R. – Questo ovviamente non è il primo accordo che si costituisce per una pace in Libia, ma fa seguito anche a una serie di round diplomatici che si sono susseguiti negli ultimi mesi. Quello che in realtà fa ben sperare per quest’ultimo accordo non sono tanto i cambiamenti o le novità sul fronte diplomatico, quanto invece quelli sul campo, in Libia. Le trattative diplomatiche, spesso e volentieri, riflettono la situazione sul campo. La differenza fondamentale è che, dall’inizio del Ramadan – all’inizio di luglio – l’attività militare in Libia è consistentemente diminuita e soprattutto è venuta meno quell’iniziativa del governo di Tripoli, che l’Occidente non riconosce, intesa a occupare le posizioni di Zintan, i maggiori alleati in Tripolitania del generale Haftar, e i migliori alleati dell’Occidente. La rinuncia di Tripoli a una iniziativa militare contro Zintan, e contro le ultime sue posizioni, è stata maturata a seguito di due fenomeni in contemporanea: da un lato, un sostanziale auto-esaurimento di entrambi i fronti, nei quali nessuno dei due è riuscito a prevalere, e dall’altro lato l’irruzione sulla scena della nuova fazione costituita dal sedicente Stato islamico.

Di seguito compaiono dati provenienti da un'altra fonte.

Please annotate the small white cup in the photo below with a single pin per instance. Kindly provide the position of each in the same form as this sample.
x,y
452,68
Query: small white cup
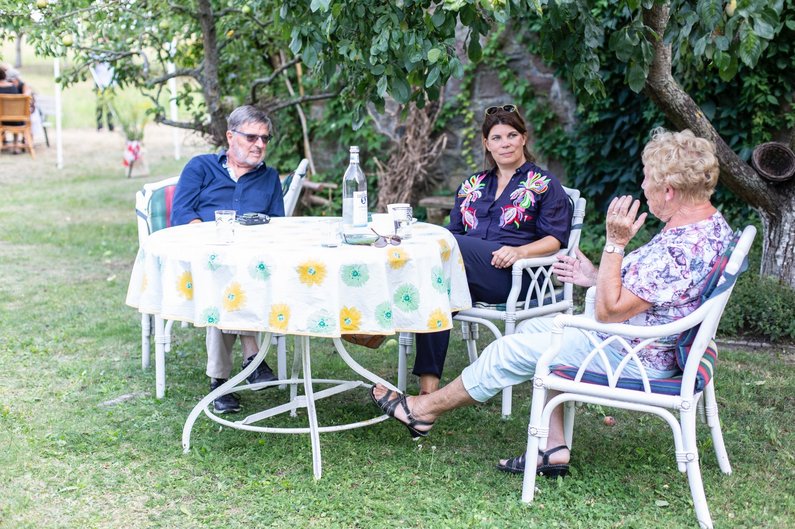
x,y
383,224
225,225
331,235
402,218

D. – Quindi, è possibile riportare al tavolo negoziale il governo di Tripoli non riconosciuto dalla comunità internazionale?

R. – Questo sarà possibile se lo stesso Occidente deciderà di avere un atteggiamento molto più flessibile e possibilista verso quello che in realtà è il governo, o comunque l’insieme di istituzioni che controllano una parte importantissima della Libia. L’Occidente ha continuato, e continua tuttora, a riconoscere il governo e il parlamento di Tobruk, ma in realtà le istituzioni di Tobruk sono sempre più una sorta di governo quasi “in esilio”, di fatto confinato al margine stesso della Libia, dove la comunità internazionale finisce a sostenere un governo e delle istituzioni che valgono solo nel rapporto con l’esterno e non hanno praticamente nessuna capacità di governare sul Paese.

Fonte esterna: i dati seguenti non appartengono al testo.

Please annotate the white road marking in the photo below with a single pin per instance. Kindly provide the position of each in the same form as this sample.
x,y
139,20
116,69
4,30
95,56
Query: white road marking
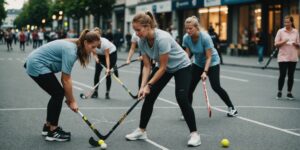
x,y
260,123
155,144
255,74
232,78
77,88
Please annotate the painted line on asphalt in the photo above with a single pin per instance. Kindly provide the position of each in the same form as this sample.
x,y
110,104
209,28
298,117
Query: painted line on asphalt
x,y
259,123
156,107
255,74
155,144
243,118
232,78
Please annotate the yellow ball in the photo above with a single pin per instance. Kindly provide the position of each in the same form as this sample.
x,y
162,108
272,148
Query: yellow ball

D. – In questo caos, si sono inseriti i miliziani dello Stato islamico che controllano importanti città, come Sirte. Questa è un’altra sfida difficilissima per le varie fazioni libiche…

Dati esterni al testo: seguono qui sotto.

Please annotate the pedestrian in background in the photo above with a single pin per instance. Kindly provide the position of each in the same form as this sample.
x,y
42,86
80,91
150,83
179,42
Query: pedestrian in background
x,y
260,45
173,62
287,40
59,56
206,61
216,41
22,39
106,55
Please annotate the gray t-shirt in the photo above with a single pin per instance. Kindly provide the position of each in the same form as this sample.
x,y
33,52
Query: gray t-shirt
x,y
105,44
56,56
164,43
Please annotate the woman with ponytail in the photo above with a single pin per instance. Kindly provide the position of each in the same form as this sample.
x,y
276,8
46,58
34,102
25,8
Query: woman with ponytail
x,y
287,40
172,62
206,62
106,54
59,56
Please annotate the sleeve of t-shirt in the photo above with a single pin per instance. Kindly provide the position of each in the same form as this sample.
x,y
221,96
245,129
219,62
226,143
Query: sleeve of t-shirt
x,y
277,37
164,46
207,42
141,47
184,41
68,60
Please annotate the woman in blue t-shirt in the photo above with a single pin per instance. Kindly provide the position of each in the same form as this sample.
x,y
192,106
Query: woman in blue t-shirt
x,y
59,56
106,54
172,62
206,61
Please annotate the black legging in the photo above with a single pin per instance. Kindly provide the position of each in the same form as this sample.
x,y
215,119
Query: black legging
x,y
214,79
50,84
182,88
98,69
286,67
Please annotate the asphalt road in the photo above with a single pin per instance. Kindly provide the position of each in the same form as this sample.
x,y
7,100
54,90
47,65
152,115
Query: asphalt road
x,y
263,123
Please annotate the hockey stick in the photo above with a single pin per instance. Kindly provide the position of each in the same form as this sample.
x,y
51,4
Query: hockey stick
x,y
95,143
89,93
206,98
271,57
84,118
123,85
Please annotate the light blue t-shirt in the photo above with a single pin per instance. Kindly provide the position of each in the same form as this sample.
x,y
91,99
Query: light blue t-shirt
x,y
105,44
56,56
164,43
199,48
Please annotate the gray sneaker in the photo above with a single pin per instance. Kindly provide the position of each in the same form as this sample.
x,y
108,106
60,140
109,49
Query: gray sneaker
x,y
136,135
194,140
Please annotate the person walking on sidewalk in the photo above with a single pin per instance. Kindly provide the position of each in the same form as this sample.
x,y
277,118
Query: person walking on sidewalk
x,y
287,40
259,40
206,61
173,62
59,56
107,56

R. – L’Is non è arrivato in Libia, ma in qualche modo ha una sua genesi autonoma: sin dal 2011, non a Sirte ma a Derna c’è stato un movimento molto importante di jihadismo ed estremismo islamico, che a quel tempo era stato immediatamente associato al Califfato. E quindi, in effetti, la natura dell’Is in Libia ha una genesi autonoma che però si è andata sempre più internazionalizzando. Qui, sicuramente si dimostra l’importanza del governo di Tripoli – che di fatto è una gemmazione delle logiche rivoluzionarie di Misurata – la sua grande importanza, perché, proprio nel combattere l’Is, le milizie di Misurata, che non sono diverse da quelle di Tripoli, hanno e stanno dimostrando una importanza assolutamente non secondaria. Però, almeno da questo punto di vista, sul campo la situazione non è per niente favorevole alle trattative internazionali. Come dicevo prima, se nell’ovest del Paese si è per il momento entrati in una fase di tregua, nel centro invece – nel golfo, e in particolare nel cielo di Sirte – i combattimenti hanno dimostrato invece una grande recrudescenza e almeno per il momento non ci sono indicazioni che fanno sperare per la prevalenza di una forza o dell’altra. Anzi, in realtà l’Is in Libia ha dimostrato una crescente capacità di operare, e anche al di fuori di Derna e Sirte, secondo una logica di progressiva espansione.